RECONSTRUCTING PAST CLIMATE VARIABILITY AFTER THE LAURENTIDE ICE SHEET RETREAT IN NORTHERN NEW JERSEY USING A LAKE SEDIMENT CORE

We present a lacustrine record from Lower Blauvelt Lake, Franklin Lakes, New Jersey, which records past regional climate variability since the last deglaciation. The six-meter sediment core is constrained in absolute time by ten radiocarbon dates on seeds and wood fragments, and reveals a complete paleolimnology record back to ~15,000 years BP. The core was divided into ten-centimeter sections, and one-gram samples were extracted at 3-4 cm intervals for analysis. Particle size analysis, which can be an indicator of lake recharge related to rainfall and/or glacial meltwater, was performed on sediments using a Shimadzu particle size analyzer. Total organic carbon (TOC) and total nitrogen (TN) was analyzed on the same subsamples. Paleomagnetic analyses including magnetic susceptibility and anhysteretic remanant magnetization (ARM) was also conducted.

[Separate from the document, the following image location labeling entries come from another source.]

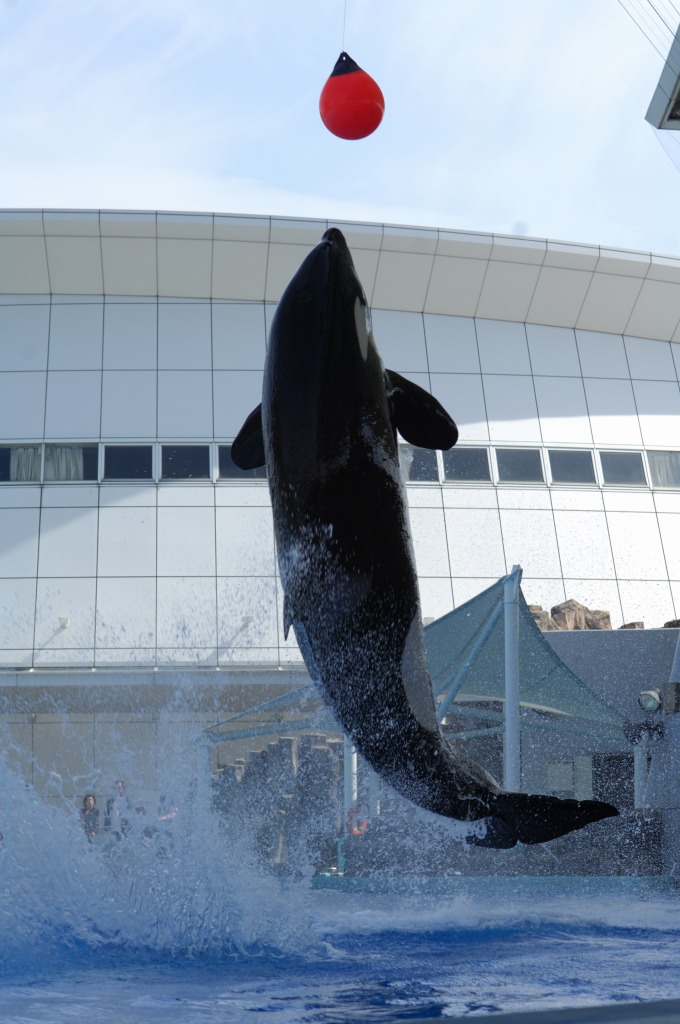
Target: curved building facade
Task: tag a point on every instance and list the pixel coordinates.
(131, 350)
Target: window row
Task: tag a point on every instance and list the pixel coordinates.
(35, 463)
(519, 465)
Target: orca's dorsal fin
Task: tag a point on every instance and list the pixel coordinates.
(417, 415)
(248, 449)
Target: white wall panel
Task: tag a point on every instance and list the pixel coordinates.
(232, 493)
(561, 402)
(400, 340)
(108, 657)
(128, 495)
(128, 403)
(239, 336)
(127, 542)
(436, 598)
(463, 397)
(675, 351)
(184, 336)
(246, 613)
(602, 354)
(72, 599)
(18, 548)
(612, 413)
(598, 595)
(126, 612)
(49, 741)
(659, 412)
(186, 542)
(245, 542)
(619, 500)
(547, 593)
(518, 498)
(424, 497)
(452, 344)
(14, 658)
(184, 403)
(675, 590)
(74, 403)
(553, 350)
(475, 544)
(22, 404)
(76, 335)
(467, 588)
(582, 501)
(664, 502)
(511, 409)
(71, 496)
(669, 526)
(650, 360)
(636, 545)
(17, 604)
(24, 333)
(236, 395)
(529, 541)
(25, 497)
(68, 543)
(130, 336)
(186, 612)
(429, 539)
(584, 545)
(649, 602)
(180, 494)
(503, 347)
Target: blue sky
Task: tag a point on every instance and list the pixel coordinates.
(521, 117)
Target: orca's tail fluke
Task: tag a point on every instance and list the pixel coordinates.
(518, 817)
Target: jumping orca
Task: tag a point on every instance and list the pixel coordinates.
(327, 432)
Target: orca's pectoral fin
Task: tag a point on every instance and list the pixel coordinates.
(417, 415)
(495, 835)
(540, 818)
(248, 449)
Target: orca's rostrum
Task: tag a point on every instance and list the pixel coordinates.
(327, 431)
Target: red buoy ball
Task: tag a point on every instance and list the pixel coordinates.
(351, 103)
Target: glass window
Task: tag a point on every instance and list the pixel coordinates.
(519, 465)
(18, 462)
(71, 462)
(418, 464)
(127, 462)
(185, 462)
(623, 467)
(571, 467)
(665, 468)
(229, 471)
(466, 464)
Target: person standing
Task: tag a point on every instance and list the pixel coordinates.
(118, 809)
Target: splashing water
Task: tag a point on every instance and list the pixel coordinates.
(179, 921)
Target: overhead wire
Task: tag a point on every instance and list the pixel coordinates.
(654, 19)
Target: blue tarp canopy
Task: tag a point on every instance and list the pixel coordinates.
(466, 655)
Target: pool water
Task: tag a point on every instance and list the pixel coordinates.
(183, 924)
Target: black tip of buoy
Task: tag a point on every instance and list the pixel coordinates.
(344, 66)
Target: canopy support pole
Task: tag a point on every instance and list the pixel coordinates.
(511, 748)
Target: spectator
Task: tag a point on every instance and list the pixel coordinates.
(89, 816)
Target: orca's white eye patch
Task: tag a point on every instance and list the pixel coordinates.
(363, 322)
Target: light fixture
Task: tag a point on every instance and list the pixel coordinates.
(650, 700)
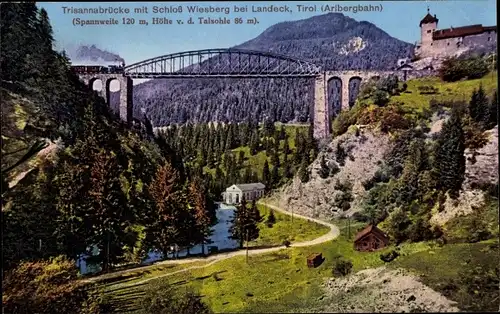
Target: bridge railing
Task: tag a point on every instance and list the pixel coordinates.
(222, 62)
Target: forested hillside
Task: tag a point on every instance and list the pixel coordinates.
(333, 41)
(246, 152)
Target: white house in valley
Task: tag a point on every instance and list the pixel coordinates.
(251, 191)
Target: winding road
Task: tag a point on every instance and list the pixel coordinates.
(215, 258)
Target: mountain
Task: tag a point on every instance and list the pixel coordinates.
(93, 55)
(334, 41)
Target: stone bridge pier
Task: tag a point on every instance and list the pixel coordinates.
(126, 91)
(322, 114)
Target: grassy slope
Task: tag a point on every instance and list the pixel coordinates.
(284, 229)
(277, 281)
(447, 92)
(440, 266)
(281, 281)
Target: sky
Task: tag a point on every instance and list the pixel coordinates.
(134, 43)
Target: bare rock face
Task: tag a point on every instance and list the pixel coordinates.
(465, 204)
(363, 151)
(382, 290)
(482, 165)
(481, 168)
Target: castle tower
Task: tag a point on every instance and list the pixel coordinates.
(427, 26)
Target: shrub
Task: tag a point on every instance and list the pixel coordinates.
(334, 169)
(391, 119)
(361, 217)
(48, 287)
(380, 98)
(324, 171)
(454, 69)
(342, 267)
(165, 299)
(342, 122)
(389, 256)
(340, 154)
(271, 219)
(428, 90)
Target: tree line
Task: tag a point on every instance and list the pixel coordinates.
(104, 184)
(217, 152)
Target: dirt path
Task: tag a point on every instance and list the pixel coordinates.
(332, 234)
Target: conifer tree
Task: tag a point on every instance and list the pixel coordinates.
(266, 175)
(449, 164)
(202, 230)
(282, 132)
(493, 111)
(239, 222)
(304, 172)
(271, 218)
(275, 178)
(324, 171)
(254, 143)
(286, 146)
(479, 107)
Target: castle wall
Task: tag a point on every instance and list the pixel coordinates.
(450, 46)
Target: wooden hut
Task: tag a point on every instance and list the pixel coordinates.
(370, 239)
(314, 260)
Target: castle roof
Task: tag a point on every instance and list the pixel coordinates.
(461, 31)
(370, 229)
(428, 19)
(248, 186)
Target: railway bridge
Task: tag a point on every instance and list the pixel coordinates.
(343, 86)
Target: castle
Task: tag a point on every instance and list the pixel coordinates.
(454, 40)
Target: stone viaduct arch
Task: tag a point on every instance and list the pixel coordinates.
(331, 88)
(126, 92)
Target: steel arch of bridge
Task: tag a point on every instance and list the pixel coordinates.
(222, 63)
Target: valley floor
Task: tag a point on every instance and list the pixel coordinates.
(278, 280)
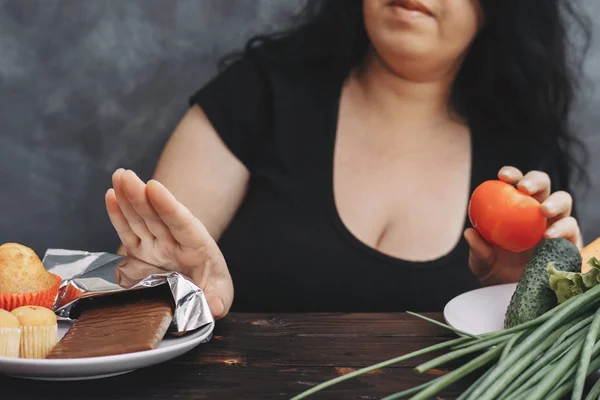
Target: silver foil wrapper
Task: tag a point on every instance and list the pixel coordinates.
(86, 275)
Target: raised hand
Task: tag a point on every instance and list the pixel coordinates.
(160, 234)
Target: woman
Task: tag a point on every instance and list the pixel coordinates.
(329, 167)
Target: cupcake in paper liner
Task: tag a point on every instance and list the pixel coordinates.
(39, 331)
(24, 280)
(10, 335)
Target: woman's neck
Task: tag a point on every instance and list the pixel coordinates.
(415, 102)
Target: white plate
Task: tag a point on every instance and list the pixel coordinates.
(481, 310)
(100, 367)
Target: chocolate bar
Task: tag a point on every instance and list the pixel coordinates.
(111, 329)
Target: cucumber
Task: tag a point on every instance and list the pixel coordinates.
(533, 295)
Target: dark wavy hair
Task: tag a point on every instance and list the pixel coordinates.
(518, 81)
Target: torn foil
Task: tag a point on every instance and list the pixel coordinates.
(85, 275)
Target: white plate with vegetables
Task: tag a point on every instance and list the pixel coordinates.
(481, 310)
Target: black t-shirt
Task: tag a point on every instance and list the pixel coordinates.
(287, 248)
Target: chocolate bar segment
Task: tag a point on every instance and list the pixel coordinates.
(116, 329)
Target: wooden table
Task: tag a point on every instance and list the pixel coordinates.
(269, 356)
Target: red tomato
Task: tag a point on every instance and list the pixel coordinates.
(506, 217)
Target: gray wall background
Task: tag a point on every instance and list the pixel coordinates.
(87, 86)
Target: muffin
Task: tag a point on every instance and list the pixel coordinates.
(24, 280)
(39, 331)
(10, 334)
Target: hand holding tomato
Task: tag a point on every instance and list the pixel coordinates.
(511, 220)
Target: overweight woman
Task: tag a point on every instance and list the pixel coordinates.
(329, 167)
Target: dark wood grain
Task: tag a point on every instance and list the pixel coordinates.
(258, 356)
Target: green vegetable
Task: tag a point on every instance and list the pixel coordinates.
(586, 355)
(543, 357)
(569, 284)
(533, 295)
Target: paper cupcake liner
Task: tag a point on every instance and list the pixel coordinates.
(38, 341)
(10, 301)
(10, 339)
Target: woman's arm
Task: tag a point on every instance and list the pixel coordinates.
(174, 226)
(202, 173)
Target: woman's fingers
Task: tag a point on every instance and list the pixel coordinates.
(135, 190)
(557, 206)
(133, 270)
(184, 226)
(510, 175)
(536, 184)
(567, 228)
(136, 222)
(117, 218)
(482, 253)
(219, 295)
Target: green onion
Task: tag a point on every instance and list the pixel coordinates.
(565, 387)
(594, 393)
(562, 367)
(436, 362)
(438, 323)
(408, 392)
(510, 344)
(471, 388)
(539, 370)
(512, 370)
(586, 354)
(492, 386)
(362, 371)
(583, 322)
(459, 373)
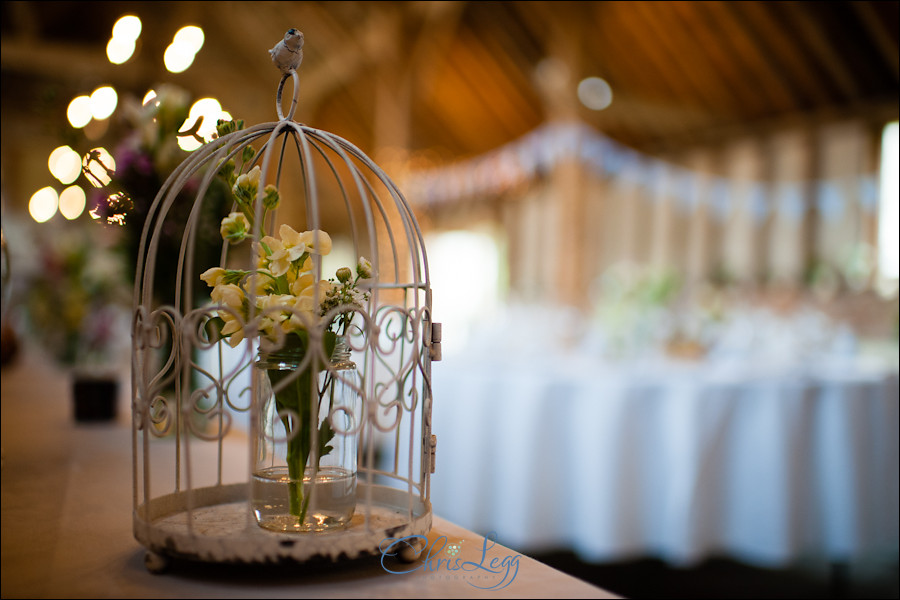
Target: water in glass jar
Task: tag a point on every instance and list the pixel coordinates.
(332, 507)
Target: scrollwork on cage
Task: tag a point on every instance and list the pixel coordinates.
(196, 383)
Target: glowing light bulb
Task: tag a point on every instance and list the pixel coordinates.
(43, 204)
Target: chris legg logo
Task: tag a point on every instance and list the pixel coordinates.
(440, 555)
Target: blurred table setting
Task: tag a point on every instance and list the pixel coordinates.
(767, 436)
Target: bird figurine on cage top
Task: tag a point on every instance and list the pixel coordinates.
(288, 53)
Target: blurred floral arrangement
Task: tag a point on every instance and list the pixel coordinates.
(637, 310)
(148, 153)
(75, 298)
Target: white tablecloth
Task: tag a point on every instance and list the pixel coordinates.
(681, 461)
(67, 524)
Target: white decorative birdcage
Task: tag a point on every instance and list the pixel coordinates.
(194, 394)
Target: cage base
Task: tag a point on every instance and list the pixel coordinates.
(221, 528)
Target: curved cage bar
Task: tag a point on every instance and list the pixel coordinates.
(194, 396)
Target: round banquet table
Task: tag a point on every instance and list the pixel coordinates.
(767, 463)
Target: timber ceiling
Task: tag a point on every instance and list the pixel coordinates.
(456, 79)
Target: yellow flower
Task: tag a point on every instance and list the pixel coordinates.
(232, 328)
(229, 295)
(213, 276)
(364, 268)
(303, 281)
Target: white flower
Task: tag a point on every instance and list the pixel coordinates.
(316, 242)
(235, 227)
(245, 187)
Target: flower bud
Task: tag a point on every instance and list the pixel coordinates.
(235, 227)
(272, 198)
(364, 268)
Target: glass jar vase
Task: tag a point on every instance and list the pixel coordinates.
(304, 477)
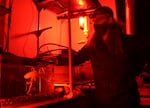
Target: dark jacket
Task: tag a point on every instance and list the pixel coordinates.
(114, 75)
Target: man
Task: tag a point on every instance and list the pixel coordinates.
(114, 62)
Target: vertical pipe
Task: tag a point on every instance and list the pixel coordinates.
(70, 47)
(129, 8)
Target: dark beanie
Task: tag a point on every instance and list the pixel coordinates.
(104, 10)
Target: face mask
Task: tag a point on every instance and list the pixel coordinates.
(101, 29)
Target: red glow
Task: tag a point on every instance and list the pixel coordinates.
(81, 2)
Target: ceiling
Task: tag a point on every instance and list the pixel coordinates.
(61, 6)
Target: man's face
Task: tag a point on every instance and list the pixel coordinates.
(100, 19)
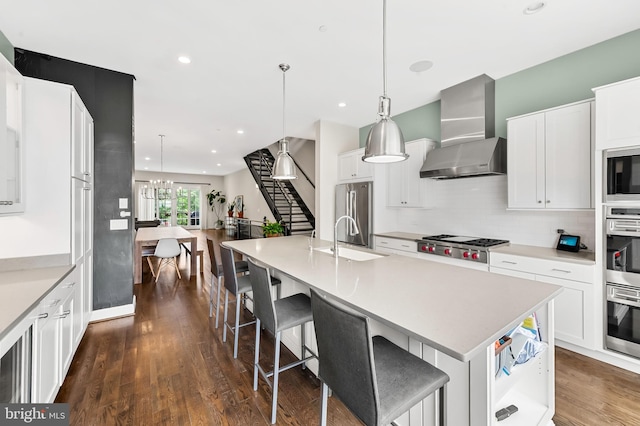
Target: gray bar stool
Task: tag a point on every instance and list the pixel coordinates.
(375, 379)
(239, 286)
(216, 273)
(276, 316)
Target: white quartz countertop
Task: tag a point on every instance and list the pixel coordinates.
(455, 310)
(21, 291)
(581, 257)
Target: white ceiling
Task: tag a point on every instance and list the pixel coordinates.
(234, 81)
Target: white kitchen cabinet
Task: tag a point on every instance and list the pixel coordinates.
(56, 110)
(549, 159)
(11, 139)
(351, 168)
(574, 313)
(617, 123)
(395, 246)
(405, 188)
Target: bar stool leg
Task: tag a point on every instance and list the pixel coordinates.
(220, 278)
(442, 404)
(226, 311)
(256, 357)
(276, 371)
(302, 346)
(323, 404)
(237, 326)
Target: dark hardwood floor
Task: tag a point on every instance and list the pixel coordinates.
(168, 365)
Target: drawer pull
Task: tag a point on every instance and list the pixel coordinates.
(53, 303)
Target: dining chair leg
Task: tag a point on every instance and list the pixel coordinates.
(175, 263)
(323, 404)
(236, 335)
(256, 358)
(276, 372)
(226, 310)
(153, 274)
(211, 299)
(218, 300)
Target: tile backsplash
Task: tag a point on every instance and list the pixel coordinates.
(478, 207)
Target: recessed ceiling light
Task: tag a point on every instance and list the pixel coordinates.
(420, 66)
(534, 8)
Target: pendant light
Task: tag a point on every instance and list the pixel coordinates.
(284, 168)
(385, 143)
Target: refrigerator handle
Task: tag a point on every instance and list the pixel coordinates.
(352, 211)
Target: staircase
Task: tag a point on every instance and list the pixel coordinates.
(283, 200)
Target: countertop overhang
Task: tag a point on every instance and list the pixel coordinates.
(21, 291)
(455, 310)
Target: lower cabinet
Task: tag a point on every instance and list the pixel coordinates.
(53, 340)
(574, 309)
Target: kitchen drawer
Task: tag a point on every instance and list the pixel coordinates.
(550, 268)
(396, 244)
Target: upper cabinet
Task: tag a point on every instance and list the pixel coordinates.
(618, 122)
(550, 158)
(405, 188)
(351, 168)
(11, 135)
(81, 140)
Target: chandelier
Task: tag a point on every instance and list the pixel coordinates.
(159, 189)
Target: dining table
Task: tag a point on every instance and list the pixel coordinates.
(149, 237)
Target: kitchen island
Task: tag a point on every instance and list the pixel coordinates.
(448, 315)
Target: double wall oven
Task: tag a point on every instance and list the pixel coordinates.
(623, 280)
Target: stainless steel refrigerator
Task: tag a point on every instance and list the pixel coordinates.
(354, 199)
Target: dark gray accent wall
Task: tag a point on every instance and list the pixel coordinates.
(108, 95)
(6, 48)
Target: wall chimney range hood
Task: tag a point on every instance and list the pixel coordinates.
(469, 147)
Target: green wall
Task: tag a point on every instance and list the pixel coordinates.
(6, 48)
(560, 81)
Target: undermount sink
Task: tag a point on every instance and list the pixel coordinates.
(351, 254)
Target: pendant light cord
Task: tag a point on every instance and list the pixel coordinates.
(384, 50)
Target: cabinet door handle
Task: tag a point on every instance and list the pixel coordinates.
(63, 315)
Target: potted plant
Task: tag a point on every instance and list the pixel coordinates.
(217, 201)
(272, 229)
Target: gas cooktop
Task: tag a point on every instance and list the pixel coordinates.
(465, 241)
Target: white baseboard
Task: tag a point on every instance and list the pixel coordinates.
(115, 312)
(609, 357)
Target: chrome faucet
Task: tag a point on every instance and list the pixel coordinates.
(335, 232)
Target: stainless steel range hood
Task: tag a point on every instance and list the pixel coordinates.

These proxies reveal similar patterns of variability, whereby periods of larger-grained sediment input into the lake occur with higher TOC and TN values and vice versa, indicating that both proxies likely reflect changes in lake recharge. Higher values of TOC and a higher C:N ratio suggest the organic material came from land sources brought to the lake by flowing water thus reflecting lake recharge. Together, these data indicate that the Younger Dryas epoch (~12.8-11.5 kyr) was characterized by generally dry conditions, which culminated with a rapid transition to wet conditions during the early Holocene. This transition marked the wettest period of the last fifteen thousand years and occurs in parallel with peak summer insolation and high atmospheric CH₄ values. Results of the ARM analyses reveal a strong coherence with the C:N ratios, with higher C:N values corresponding with lower ARM values and vice versa. Both records exhibit patterns that are coherent with local sea surface temperatures and Aug insolation (40^o N), suggesting that shifts in the C:N and ARM values may reflect changes in the source of organic matter (e.g. algal versus vascular dominated) and/or other environmental factors related to climate.